La facture du câble à la télé diminuera au cours des deux prochaines années. Dans une décision partagée à six commissaires contre trois, le CRTC abolira en 2014 le Fonds pour l'amélioration de la programmation locale, un fonds de 106 millions de dollars par année qui bénéficiait à Radio-Canada et aux autres télés généralistes.

Introduit en 2009 au plus fort de la crise de la télé généraliste pour soutenir leurs émissions locales, le Fonds coûtait 1,5% de leur facture aux abonnés du câble. Le Conseil de la radiodiffusion et des télécommunications canadiennes (CRTC) forçait techniquement les télédistributeurs à contribuer au Fonds à hauteur de 1,5% de leurs revenus, mais ceux-ci ont toujours refilé la facture du Fonds à leurs abonnés (par exemple, 92 cents sur leur facture mensuelle moyenne de 61$).

Jugeant que la situation financière des télés généralistes s'est améliorée depuis 2009, le CRTC a choisi hier d'éliminer progressivement le Fonds d'ici 2014. «Nous sommes satisfaits du soutien qu'il a apporté au cours d'une période économique difficile», a indiqué Leonard Katz, vice-président des télécommunications du CRTC, qui a notamment justifié sa décision par «la remontée générale des ventes de publicité» chez les télés généralistes.

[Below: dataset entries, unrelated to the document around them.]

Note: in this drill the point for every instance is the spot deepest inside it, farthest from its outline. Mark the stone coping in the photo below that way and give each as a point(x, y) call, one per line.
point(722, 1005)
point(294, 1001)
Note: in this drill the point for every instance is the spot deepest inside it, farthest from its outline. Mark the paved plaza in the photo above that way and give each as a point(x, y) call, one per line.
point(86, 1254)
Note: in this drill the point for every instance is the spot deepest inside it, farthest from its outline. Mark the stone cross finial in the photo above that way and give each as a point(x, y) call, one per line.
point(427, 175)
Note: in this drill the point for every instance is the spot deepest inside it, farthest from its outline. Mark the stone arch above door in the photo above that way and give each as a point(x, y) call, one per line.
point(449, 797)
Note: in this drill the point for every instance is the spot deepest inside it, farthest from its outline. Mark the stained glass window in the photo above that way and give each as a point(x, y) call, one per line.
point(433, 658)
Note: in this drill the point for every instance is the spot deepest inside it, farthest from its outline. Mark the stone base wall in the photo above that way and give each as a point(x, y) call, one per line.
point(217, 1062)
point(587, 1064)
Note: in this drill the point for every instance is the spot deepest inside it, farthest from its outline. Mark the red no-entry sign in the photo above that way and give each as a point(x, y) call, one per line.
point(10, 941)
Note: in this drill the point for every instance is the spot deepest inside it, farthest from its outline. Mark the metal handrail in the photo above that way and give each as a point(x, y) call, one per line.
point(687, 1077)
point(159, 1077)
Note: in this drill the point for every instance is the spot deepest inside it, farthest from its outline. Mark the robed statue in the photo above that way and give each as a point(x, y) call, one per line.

Après des pertes de 117 millions en 2009, les télés généralistes du pays ont généré des profits de 11 millions en 2010 et de 161 millions en 2011. Depuis la création du Fonds, Bell a acheté CTV et Shaw a fait de même avec Global. Parmi les cinq grandes chaînes généralistes privées au pays, seule la chaîne V, détenue par la famille Rémillard, n'est pas la propriété d'un distributeur. Bell serait toutefois intéressé à acheter V.

Radio-Canada «stupéfaite»

Plus important bénéficiaire du Fonds (40,7 des 106 millions l'an dernier), Radio-Canada est «stupéfaite» par son abolition, «une très mauvaise nouvelle pour les consommateurs». «Cette décision suggère que la télévision locale n'est pas importante pour le CRTC, a indiqué Hubert Lacroix, PDG de Radio-Canada, par voie de communiqué. Le Fonds était une grande réussite [et...] réalisait l'objectif qu'il s'était donné de renforcer les stations de télévision locale. [...] Les raisons qui ont justifié la création du Fonds sont toujours valables aujourd'hui.»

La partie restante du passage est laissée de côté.